Fourteen-hundred years later, Rabbi Abraham Isaac Kook, the spiritual father of religious Zionism had this to say: “It does not bother us if a quality of social justice is constructed that has not even a spark of mention of God, because we know that the aspiration to social justice is itself the greatest divine influence at its most shining.” Rav Kook employed the term “tikun olam” in its broad, modern sense. He considered the “tikun” of society to be a fundamental form of collective teshuvah, or penitence.

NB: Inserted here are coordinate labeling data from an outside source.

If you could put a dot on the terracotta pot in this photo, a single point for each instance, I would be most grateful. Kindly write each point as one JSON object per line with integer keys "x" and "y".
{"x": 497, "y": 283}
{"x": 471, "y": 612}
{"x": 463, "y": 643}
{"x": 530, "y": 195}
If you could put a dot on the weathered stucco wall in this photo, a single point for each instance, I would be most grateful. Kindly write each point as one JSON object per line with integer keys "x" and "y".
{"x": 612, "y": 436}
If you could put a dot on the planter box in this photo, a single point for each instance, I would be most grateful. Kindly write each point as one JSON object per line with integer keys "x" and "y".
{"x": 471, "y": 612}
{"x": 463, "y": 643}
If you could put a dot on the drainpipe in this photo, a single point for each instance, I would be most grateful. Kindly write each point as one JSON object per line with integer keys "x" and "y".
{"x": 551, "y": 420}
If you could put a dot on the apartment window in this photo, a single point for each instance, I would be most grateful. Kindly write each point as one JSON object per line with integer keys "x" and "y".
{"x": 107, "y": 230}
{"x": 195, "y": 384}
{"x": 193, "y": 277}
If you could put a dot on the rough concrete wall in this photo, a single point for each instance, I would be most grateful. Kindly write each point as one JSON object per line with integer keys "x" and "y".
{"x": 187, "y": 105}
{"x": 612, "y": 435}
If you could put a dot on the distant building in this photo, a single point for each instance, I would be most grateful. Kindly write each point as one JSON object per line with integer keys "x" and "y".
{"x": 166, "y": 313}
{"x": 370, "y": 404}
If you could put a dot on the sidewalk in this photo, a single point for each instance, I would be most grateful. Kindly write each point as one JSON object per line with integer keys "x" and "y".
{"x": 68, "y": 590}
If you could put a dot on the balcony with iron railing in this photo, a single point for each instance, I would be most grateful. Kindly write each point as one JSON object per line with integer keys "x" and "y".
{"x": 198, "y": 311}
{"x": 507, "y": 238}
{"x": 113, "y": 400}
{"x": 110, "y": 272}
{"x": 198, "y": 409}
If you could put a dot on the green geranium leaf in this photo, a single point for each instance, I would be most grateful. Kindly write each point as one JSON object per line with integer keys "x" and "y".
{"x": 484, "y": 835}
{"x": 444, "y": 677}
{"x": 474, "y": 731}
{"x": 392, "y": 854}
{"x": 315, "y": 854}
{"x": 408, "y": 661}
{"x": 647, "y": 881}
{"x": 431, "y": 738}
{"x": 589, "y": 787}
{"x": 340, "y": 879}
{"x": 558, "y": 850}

And yet, the critics of tikun olam have a point, because when it is separated from the intricate fabric of teachings, ideas, associations, hopes, aspirations and practices that form the Jewish spiritual tradition, social justice can easily lose the thread that gives it meaning. The notion of humanity made in the divine image can be surprisingly absent in many modern iterations of tikun olam. Yet without the God principle, social justice can turn into a war of all against all, as in Stalin’s Soviet Union or Mao’s China. And without God, the messianic hope that the human heart can and will transform, that we have the capacity, as a collective, to reach new levels of understanding and grace, may also disappear.
The eagerness of some in the tikun olam camp to embrace the prevailing “progressive” stance by adopting a narrative in which the Jewish people’s return to their homeland is seen as the last bastion of Western colonialism is another pitfall of contemporary social justice movements. At the very least, many in that camp fail to sufficiently identify and empathize with their own people’s internal understanding of the Jewish story.
Judaism without tikun olam is like a car without an engine. In this postmodern age, our task is to reintegrate the Jewish passion for social justice rooted in Jewish tradition. Separated from the deep textual context and historical experience of the Jewish people, the imperative for social justice alone can lose its way. The truth is that devotion to social justice, when combined with a deep knowledge of tradition and a rich Jewish life, can strengthen both.